China, while I’m not a fan of their global dominance in manufacturing, I always appreciate a country coming into its own with craft brewing.

As China’s craft beer market begins to take flight, two brewers have teamed up to produce the country’s first collaborative craft beer: Yunnan Amber, a beer that infuses southwestern Yunnan province’s dianhong black tea with domestic and imported hops.


Carl Setzer of Beijing’s Great Leap Brewing joined forces with Michael Jordan of Shanghai’s Boxing Cat Brewery after they both attended San Diego’s Craft Brewing Conference last May. “Carl and I have known each other for a while, as the brewing circles in China are pretty small,” Mr. Jordan said. “We saw these collaboration brews happening between U.S. brewers and decided we should do one ourselves.”

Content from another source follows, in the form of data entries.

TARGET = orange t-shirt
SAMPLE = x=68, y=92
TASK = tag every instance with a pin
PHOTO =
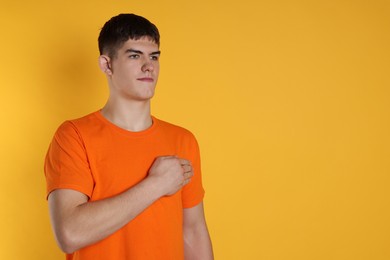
x=101, y=160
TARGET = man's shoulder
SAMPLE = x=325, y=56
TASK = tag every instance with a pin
x=174, y=128
x=79, y=124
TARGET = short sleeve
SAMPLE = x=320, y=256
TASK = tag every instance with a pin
x=66, y=163
x=193, y=192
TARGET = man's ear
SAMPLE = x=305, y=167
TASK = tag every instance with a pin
x=105, y=64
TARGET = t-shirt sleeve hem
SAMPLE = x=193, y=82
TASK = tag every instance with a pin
x=70, y=187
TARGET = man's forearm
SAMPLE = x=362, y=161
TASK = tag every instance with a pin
x=90, y=222
x=197, y=242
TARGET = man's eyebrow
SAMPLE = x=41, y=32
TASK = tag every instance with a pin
x=140, y=52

The pair began trading ideas, recipes and brewing techniques and eventually chose to make an amber — an ale that is amber or reddish in color — because it was a style of beer both brewers were familiar with producing. They also checked in with a Beijing-based tea consultant, who recommended that they infuse it with dianhong tea, a strong-flavored, red-hued black tea whose floral aroma some liken to tea from India’s Assam region. Mr. Setzer noted that the tea is  ”distinct enough to come through all the other flavors in the beer.”

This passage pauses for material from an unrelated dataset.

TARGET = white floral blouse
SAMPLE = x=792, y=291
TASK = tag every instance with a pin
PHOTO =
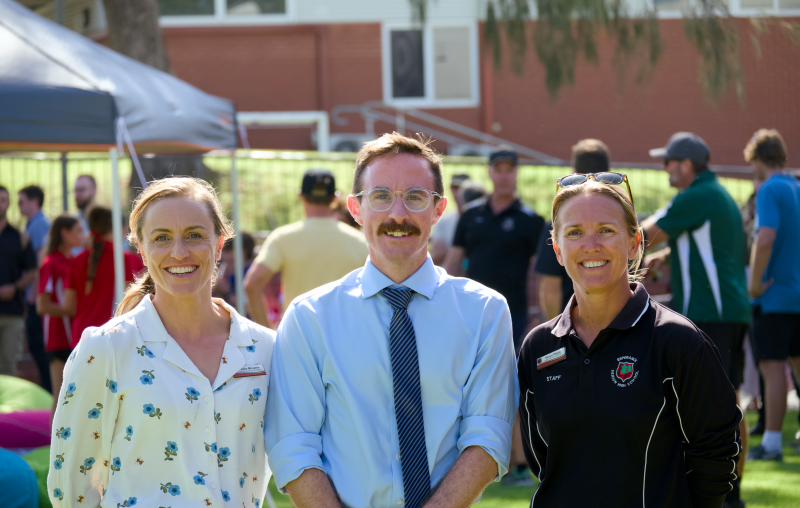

When the time came to start brewing, Mr. Setzer traveled to Shanghai, where he and Mr. Jordan worked on their new creation at Boxing Cat’s brewing facility. Mr. Setzer already had two years’ experience working with tea in beer – something Mr. Jordan wanted to learn more about — and together they employed a process in which they steeped the beer in the tea for five days.

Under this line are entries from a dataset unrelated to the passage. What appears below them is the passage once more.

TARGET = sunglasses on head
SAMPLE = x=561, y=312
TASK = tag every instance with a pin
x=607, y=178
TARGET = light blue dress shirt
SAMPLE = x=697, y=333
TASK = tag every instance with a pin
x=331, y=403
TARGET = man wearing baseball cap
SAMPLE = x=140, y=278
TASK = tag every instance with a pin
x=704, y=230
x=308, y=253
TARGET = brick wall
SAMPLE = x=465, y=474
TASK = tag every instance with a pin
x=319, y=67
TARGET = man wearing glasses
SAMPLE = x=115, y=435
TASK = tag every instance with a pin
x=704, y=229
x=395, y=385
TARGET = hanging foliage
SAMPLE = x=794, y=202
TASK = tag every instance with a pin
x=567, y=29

The duo brewed 1,000 liters of the limited-edition amber, which is currently available at Boxing Cat for the next six to eight weeks and was yesterday launched at Great Leap, where it will be served for about two weeks or as long as supplies last.


Though some might be skeptical of tea-infused beers, Mr. Jordan says the result is smooth and drinkable, with light hops that “allow the tea to come through” and a “floral presence in the finish.”


Meanwhile, Mr. Setzer said the beer “achieves exactly what we wanted. It has very distinct characteristics of Boxing Cat style, with Great Leap aspects as well.”


He added, “We’re able to bring a little bit of Great Leap to Shanghai, and a little bit of Boxing Cat to Beijing.”


As for what’s next, the two plan to team up again in the future. They’re already eyeing a collaboration beer each season, and say that they’re always on the lookout to collaborate with other craft brewers.


They do have one proviso, however.


“If you’re not friends, you will not collaborate well,” Mr. Setzer said. “It’s like having too many chefs in kitchen.”

So how do you feel?  Are you for China joining (and potentially taking over) the craft beer market, or do you prefer western dominance?